I’m not a huge fan of China Miéville. I know he’s a darling of SF, won lots of rewards, but quite frankly I always find that he has a tendency to write bloated texts and he leans towards the sort of pretentiousness that annoys me. He needs an editor who pares his books down in half. Or maybe he should write game texts because he's mostly a cool idea type of guy. So it was with a fair degree of trepidation that I picked up Kraken. The book was set in London, and I did like King Rat, as well as several London set short stories, so I decided to give it a try.
I wasn’t disappointed by Miéville's imagination which presents a secret London full of adversarial fringe cults, magick and memory angels, people presented as communication devices (human radios and phones), talking tattoos, chaotic villains, and a statue-hopping retro-eschatonaught. Unfortunately it’s a mess thrown up on the page.

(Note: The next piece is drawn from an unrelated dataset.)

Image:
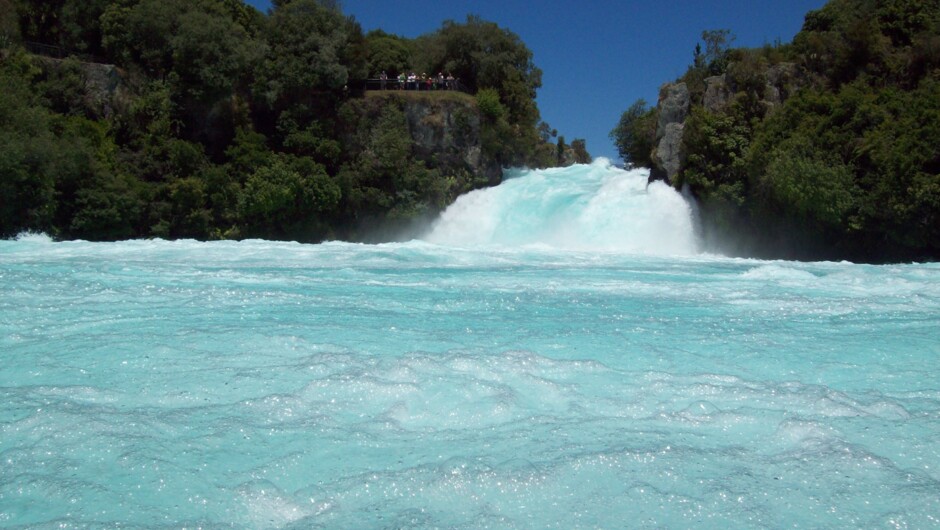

The books central framework is a “locked the door” mystery, and Miéville displays the same vice he did in The City and the City, with the mystery part being extremely predictable. If Miéville wants to be a mystery writer he needs to study the craft a lot more or at least give credit to the difficult form of detective fiction and work harder at providing a surprising but retrospectively predictable ending (he has the predicitible ending part down). Frankly the Kraken does not deliver in its central narrative of the discovery of the truth in the way I expect a good mystery too. Neither does it deliver a good detective (though some side characters show promise).
Kraken does have a great sense of place, its Miéville’s saving grace, and like King Rat there is nowhere else other than London this story could have been told.
Shrunk in half this would have been an enjoyable book (though with less weirdness). I would gladly play the rpg or the ARG. It might even make good television. Regrettably, I was disappointed by the book. I never really read his Perdido stuff (the first book put me to sleep), but after the last two I can safely say I’m done with the author. Until he finds work in a medium better suited for his creative style.